If you’ve ever had to perform a group project, then you know what it’s like being paired up with strangers. In the comedic short film, Standby, two cops are forced to go through something similar.
From the very beginning, it’s clear to the audience that Gary and Jenny are new partners, since Jenny begins asking Gary about his address. Gary appears to have a very serious personality, while Jenny is always smiling and having fun. She seems more relaxed and laid back, allowing viewers to detect opposite polarity between the two.
While watching this, I definitely related more toward the woman cop, since she tries to ease the tension. I was wondering the entire time if “opposites attract” applied in this situation, and I got my answer in the end.
I really like how (as a viewer) I get to see the evolution of their relationship over a course of days. It seems as though the director didn’t rush the short film, which allowed for more of a narrative to build. If this were simply a monotonic conversation between the two, I feel as though it would’ve lacked emotion, and I would have been completely disengaged.
However, Charlotte Regan (director and writer of Standby) allowed for breathing room between the two, where the expressions on their face were completely natural as their partnership progressed. I’m interested to know how much direction Regan gave toward the actors, since their actions don’t seem to be scripted.
I particularly like the scene where Jenny blasts the song and begins rapping alongside the artist. That scene spoke volumes about the type of person Jenny was. That seemed to be her way of breaking the ice and passing time, while Gary kept the same look of irritation on his face.
As the narrative progresses, Jenny proves to be very persistent, which is why I strongly identify with her character. Her personality is raw, and extremely realistic. If I were in her position, I know I’d continue trying to be friends with Gary to make time go by quicker. Also, I’d never want to be on bad terms with someone I work with, since that might affect the quality of my work.
The director was clever with the concept of role reversals. As we go deeper into the film’s diegesis, it’s Gary who grabs a coffee for Jenny, while she sits in the passenger seat.
Although the short film is primarily focused on the growing relationship between the two partners, I thought that the criminals were a great touch.
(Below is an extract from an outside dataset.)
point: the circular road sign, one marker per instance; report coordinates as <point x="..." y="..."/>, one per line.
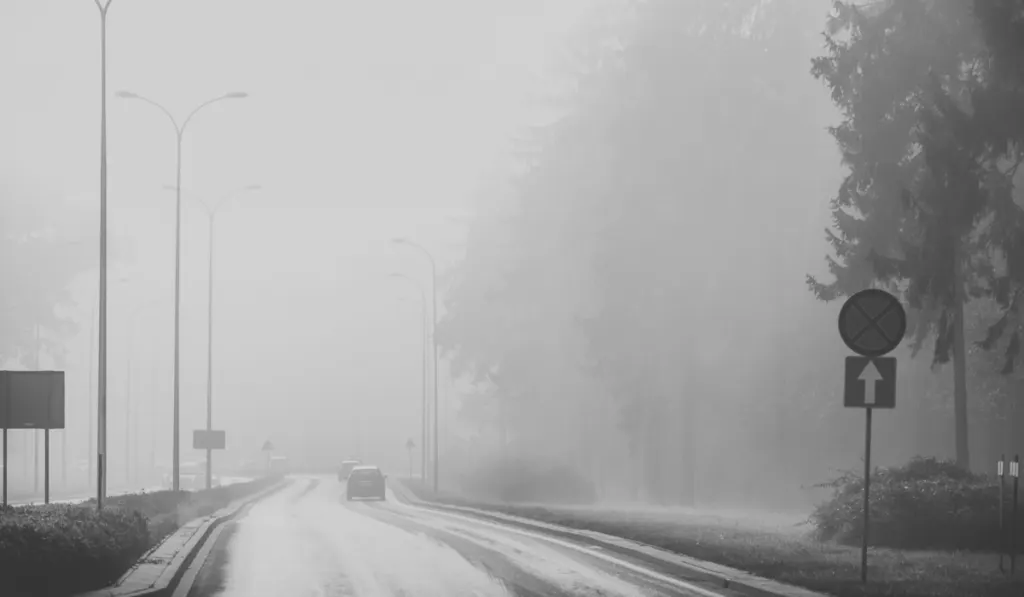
<point x="871" y="323"/>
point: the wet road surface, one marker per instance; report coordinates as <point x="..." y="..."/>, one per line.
<point x="306" y="541"/>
The entire time, we see both cops, yet it seemed as though the police car was more of a hangout spot, rather than a patrol car. The criminals made the story more realistic, and allowed for better visuals. It also helped advance the comedic aspect of the narrative, as well as break the tension even more between the two partners in crime.
I found it especially humorous as Gary’s personality suddenly emerged. He became as free as Jenny, rapping along to the song on the radio. They both seemed happy and comfortable with each other, as all co workers should feel during a job. I laughed, yet it made me feel happy that the two were finally getting along.
The position of the camera was also very interesting. It remained stagnant the entire time, and never seemed to change positions once throughout the duration of the short film. It provides a unique quality to the director’s style, and once again, provides more of a naturalistic effect. That particular angle of the camera also allows for viewers to feel as though they’re the camera. This style reminds me of documentary filmmaker, Dziga Vertov, and his use of Kino-Eye. Kino-Eye is seeing an environment through a “mechanical eye”, also known as the video camera. I felt as though I was the camera, recording and capturing these pure and natural moments between the pair.
The ending was upsetting, yet unpredictable, which was great, considering that my favorite films are ones that are able to catch me off guard.
Standby has won many awards and has been featured in many film festivals, such as Sundance Ignite and the London Short Film Festival.